Belfast Telegraph

Olympic tragedy put in shade by cash

By James Lawton

In the small hours of yesterday morning these 21st Winter Olympics, bedevilled by fog on the mountains and what some are saying is a certain moral vacuum at their heart, held their breath for what seemed like a considerable slice of eternity.



The reality was that the second greatest crisis after the death of 21-year-old Nodar Kumaritashvili last Friday was over almost before it began.

However, in the split seconds of potential disaster the debt owed to the nerve and the experience of 29-year-old Swiss luger Stefan Hoehener was incalculable.

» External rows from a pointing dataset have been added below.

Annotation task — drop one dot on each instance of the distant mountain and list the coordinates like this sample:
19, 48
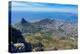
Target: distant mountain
56, 27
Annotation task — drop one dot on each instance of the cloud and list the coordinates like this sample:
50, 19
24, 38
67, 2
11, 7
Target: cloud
42, 7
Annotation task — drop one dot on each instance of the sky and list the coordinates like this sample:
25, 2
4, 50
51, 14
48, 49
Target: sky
33, 11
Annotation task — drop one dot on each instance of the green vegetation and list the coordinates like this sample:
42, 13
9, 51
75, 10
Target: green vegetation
51, 42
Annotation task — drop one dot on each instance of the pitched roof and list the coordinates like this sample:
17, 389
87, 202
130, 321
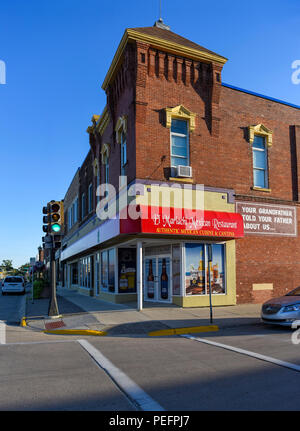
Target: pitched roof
172, 37
165, 40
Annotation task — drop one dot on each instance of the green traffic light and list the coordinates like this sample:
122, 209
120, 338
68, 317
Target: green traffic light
56, 227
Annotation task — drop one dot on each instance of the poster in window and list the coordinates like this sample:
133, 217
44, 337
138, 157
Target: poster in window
176, 254
217, 274
198, 267
127, 270
195, 269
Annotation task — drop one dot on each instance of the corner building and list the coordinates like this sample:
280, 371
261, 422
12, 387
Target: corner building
179, 138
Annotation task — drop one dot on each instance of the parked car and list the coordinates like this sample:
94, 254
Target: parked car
284, 310
13, 284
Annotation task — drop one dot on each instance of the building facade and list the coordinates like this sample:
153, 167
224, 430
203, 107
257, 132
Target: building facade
190, 185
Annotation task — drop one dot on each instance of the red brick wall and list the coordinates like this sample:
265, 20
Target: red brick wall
220, 151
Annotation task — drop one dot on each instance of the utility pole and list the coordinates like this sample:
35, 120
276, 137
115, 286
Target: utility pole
53, 307
54, 229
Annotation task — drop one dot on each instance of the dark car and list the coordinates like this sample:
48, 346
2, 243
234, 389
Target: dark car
284, 310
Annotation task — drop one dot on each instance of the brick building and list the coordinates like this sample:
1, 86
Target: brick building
209, 187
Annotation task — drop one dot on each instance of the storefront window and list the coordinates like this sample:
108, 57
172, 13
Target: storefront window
176, 269
97, 272
85, 273
127, 270
108, 270
74, 273
198, 267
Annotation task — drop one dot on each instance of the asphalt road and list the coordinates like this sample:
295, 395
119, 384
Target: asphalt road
52, 372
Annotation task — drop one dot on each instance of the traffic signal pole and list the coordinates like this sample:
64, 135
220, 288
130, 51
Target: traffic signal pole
53, 307
54, 226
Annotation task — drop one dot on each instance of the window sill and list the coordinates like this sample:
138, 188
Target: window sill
182, 180
261, 189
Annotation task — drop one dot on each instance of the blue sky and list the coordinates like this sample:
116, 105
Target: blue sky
57, 54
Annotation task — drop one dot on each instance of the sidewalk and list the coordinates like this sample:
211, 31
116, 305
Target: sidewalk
81, 312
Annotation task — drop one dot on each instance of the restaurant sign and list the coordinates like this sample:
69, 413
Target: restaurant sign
268, 219
160, 220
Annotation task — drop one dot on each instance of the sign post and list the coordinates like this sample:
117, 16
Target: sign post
209, 249
32, 263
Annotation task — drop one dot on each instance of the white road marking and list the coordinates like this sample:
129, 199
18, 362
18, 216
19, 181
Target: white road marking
255, 355
2, 332
139, 397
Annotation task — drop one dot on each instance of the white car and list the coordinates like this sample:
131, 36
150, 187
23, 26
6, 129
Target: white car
13, 284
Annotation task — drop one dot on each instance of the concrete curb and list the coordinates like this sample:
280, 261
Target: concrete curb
181, 331
75, 332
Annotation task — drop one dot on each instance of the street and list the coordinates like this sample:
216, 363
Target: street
129, 373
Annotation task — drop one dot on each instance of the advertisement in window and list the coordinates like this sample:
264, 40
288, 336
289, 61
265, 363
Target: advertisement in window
198, 267
127, 270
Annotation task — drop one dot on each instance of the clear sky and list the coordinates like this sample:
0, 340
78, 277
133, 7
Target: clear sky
57, 54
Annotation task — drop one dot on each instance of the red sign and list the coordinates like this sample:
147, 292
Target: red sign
172, 221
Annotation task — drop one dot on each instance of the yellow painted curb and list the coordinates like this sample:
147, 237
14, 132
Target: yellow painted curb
23, 322
179, 331
75, 332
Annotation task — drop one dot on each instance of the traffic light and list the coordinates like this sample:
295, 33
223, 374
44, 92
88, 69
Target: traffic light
56, 217
56, 241
46, 219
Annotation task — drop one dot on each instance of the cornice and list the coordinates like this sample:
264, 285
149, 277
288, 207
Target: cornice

Unlike the fallen young Georgian, Hoehener had the experience to rescue himself from the worst possibilities of a crash at speed reduced by the decision to shorten the course in the wake of the tragedy — but still heading towards the 90mph mark.

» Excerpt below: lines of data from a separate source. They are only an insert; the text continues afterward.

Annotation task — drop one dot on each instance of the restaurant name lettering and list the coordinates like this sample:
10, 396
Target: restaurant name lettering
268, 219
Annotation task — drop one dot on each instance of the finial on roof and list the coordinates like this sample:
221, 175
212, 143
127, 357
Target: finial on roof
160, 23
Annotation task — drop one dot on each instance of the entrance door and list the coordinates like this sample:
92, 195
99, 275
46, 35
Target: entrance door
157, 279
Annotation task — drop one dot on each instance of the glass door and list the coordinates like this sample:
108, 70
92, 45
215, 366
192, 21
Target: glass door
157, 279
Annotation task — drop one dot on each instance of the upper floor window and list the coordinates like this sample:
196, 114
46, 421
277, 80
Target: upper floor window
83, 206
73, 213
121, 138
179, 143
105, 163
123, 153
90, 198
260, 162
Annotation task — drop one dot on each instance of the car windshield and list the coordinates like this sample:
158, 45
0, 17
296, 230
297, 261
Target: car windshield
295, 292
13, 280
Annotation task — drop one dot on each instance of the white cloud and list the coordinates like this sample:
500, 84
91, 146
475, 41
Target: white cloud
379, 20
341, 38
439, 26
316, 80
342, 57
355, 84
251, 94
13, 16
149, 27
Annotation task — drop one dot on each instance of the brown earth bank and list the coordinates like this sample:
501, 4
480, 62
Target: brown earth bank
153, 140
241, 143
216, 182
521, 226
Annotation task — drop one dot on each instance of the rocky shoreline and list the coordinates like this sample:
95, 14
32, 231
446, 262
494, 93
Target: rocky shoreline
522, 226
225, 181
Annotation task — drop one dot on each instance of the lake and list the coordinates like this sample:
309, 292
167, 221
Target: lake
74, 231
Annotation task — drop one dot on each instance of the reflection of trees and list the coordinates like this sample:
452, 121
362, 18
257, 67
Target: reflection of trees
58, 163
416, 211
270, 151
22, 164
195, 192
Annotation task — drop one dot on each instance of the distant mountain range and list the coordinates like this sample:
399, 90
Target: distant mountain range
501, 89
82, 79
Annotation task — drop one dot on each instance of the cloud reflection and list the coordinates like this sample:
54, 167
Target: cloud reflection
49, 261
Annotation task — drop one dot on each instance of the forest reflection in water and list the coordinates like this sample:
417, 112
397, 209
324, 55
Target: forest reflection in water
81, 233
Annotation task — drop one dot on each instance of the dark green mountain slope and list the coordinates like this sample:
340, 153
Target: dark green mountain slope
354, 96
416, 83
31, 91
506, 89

The Swiss was all but detached from his sled as he swept down towards the curve 16 where Kumaritsashvili died in the horror that was instantly transmitted around the world.

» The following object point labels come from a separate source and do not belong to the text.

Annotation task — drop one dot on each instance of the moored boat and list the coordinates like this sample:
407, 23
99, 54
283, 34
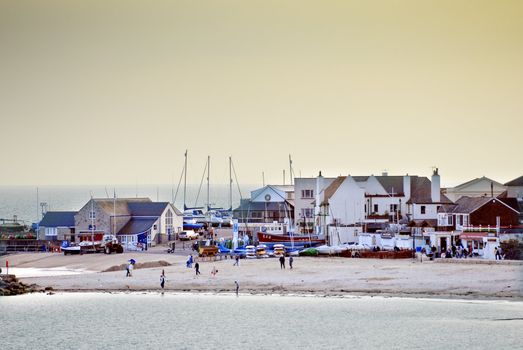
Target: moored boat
279, 250
261, 251
250, 252
289, 239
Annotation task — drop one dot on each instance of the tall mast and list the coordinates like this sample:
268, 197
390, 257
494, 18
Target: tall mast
114, 211
37, 210
92, 221
230, 182
208, 176
290, 170
185, 181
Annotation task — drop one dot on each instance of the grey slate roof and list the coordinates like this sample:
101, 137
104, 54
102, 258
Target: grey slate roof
420, 191
390, 183
147, 208
58, 219
247, 205
515, 182
137, 226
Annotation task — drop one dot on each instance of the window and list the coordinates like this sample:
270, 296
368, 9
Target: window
307, 193
307, 212
51, 231
169, 218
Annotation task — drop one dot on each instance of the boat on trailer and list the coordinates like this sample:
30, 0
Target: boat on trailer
289, 240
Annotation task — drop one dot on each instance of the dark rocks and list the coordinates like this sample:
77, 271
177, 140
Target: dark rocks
10, 285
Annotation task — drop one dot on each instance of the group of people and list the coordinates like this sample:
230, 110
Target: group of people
282, 261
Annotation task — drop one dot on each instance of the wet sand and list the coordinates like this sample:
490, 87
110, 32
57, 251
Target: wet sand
328, 276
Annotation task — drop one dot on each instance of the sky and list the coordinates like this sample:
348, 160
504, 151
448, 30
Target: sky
114, 92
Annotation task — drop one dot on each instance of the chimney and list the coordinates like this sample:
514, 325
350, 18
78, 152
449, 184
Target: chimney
435, 187
406, 187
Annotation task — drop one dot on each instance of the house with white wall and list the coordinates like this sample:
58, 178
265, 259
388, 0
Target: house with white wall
57, 226
304, 197
137, 222
268, 204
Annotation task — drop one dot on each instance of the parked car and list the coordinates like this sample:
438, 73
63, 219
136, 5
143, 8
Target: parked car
187, 235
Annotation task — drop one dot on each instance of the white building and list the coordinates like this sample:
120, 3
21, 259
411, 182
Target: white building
305, 191
479, 187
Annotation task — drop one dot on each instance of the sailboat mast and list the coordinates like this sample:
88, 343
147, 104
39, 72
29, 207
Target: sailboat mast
114, 211
208, 186
230, 183
185, 181
290, 170
92, 221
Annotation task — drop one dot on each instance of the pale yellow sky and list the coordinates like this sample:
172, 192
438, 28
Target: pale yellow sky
113, 92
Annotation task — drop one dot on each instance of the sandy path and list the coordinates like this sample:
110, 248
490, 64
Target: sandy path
326, 276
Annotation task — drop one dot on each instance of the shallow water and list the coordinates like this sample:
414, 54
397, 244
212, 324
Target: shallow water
187, 321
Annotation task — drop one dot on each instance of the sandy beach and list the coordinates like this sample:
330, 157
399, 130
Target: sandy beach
328, 276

As the crowd gasped Hoehener reached out to regain possession of his sled and remove the risk of collision on the final curves.

This near-tragic incident has led to a questioning of the rules.

The head of the American luge team, Ron Rossi, has been especially cutting, stating a “track like this demanded the weaker athletes get more time”.

Adding to the force of Rossi's complaints is his belief that a member of his team, Meg Sweeny, could so easily have shared Kumaritashvili's fate. The day before the Georgian died, Sweeney had a near identical crash after ‘double-looping’ the 16th curve.

Rossi added: “If you were already concerned about it and you already raised the wall, why didn't you keep going?

“And why didn't you protect the (metal) posts at the chance that maybe something could happen? I'm not the one to answer but that's the kind of question that needs to be asked.”

In the framing of it there may also be a collision with a point made by the Canadian Ian Cockerline, who did not suppress a troubled thought as, in the heat of the greatest competition of his life, he tried to make sense of something that will always scar the memory of the 21st Olympic Games.

“You know,” he reflected, “there's money invested. It's really what it comes down to at the end of the day, I suspect.”

There could, you have to believe, be no bleaker epitaph for a fallen Olympian.